Updated 6.40pm with COOL's reaction
The ridesharing company COOL announced on Friday it will cease all operations on the island on January 27, blaming a lack of government transport incentives.
COOL was set up in Malta in 2019 as the first operation of its kind on the island: clients could book a cab through an app and share the ride with strangers.
In a statement sent to the media announcing its departure, COOL said similar ridesharing models had proved successful in over 35 countries thanks to government transport policy incentives.
“Without such policy, it has become clear that the mobility services delivered by COOL will not be a feasible solution going forward.

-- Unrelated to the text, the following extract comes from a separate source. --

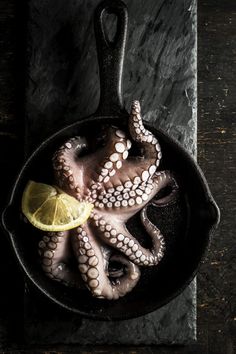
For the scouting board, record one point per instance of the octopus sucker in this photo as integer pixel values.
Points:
(119, 185)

"According to the latest national transport survey, almost 90% of all trips in Malta take place by means of single-occupancy vehicles such as private cars and cabs and therefore a modal shift in transportation is required with a transport policy that promotes traffic-reducing solutions."
The COOL brand is owned by the Debono Group, which was also a minority shareholder in GoTo Malta - the car-sharing company that closed down its local operation at the end of September.

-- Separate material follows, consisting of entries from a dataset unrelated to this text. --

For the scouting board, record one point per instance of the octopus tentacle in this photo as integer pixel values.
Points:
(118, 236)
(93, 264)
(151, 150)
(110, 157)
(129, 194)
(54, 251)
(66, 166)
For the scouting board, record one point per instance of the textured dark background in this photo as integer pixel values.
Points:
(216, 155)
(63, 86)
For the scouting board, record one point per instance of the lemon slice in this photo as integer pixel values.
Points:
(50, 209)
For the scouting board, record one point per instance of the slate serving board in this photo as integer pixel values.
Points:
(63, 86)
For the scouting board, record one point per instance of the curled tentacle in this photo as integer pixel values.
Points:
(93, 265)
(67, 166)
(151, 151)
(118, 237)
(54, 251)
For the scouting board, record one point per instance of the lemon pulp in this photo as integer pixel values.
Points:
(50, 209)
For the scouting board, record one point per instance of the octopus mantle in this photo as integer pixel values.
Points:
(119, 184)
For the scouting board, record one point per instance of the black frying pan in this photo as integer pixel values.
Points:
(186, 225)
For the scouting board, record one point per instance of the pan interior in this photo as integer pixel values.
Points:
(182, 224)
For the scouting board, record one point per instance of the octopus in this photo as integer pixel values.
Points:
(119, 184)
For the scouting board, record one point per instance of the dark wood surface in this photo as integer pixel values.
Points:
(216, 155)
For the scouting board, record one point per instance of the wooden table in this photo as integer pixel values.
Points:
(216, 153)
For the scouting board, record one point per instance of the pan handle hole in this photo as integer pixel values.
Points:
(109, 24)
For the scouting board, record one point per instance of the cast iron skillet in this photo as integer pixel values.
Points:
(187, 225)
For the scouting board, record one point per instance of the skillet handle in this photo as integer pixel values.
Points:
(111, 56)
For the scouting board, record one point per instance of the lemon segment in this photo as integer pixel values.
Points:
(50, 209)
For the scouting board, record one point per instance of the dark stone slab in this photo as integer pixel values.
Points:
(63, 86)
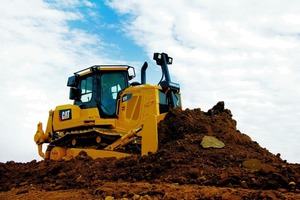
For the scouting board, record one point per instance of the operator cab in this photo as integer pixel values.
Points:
(99, 86)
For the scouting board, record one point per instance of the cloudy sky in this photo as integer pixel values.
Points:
(245, 53)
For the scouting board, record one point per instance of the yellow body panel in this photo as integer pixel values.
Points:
(108, 126)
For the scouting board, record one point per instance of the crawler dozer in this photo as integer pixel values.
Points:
(111, 116)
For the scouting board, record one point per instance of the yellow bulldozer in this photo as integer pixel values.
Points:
(111, 116)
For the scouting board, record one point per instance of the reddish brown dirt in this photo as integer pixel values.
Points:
(181, 169)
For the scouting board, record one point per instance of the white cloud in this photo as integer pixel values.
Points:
(243, 52)
(38, 53)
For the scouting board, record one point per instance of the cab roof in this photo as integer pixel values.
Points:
(102, 68)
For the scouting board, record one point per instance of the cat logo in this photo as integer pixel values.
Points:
(65, 115)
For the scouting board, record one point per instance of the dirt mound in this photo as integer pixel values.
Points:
(181, 160)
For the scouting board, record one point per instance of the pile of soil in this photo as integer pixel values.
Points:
(181, 169)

The company had told Times of Malta it was quitting after a “lack of user uptake” worsened by the pandemic made the operation “financially unsustainable”.
In comments to Times of Malta, transport minister Aaron Farrugia said the ride-sharing company had asked twice for a bailout.
However, the government had refused to financially support COOL, citing unfair competition.
“Why should COOL, and not other companies, receive government aid? Buses are already free,” the minister said, adding that while COOL will cease operations, other operators had recently joined the market.
However, late on Friday COOL denied it had ever asked for a bailout.
"COOL would like to state that it never asked the government for any bailout.
"COOL was in discussions with the authorities to accelerate the modal shift in mobility, thus reducing traffic congestion. COOL reiterates that any government transport policy incentives would apply to all players in the market," it said in a statement.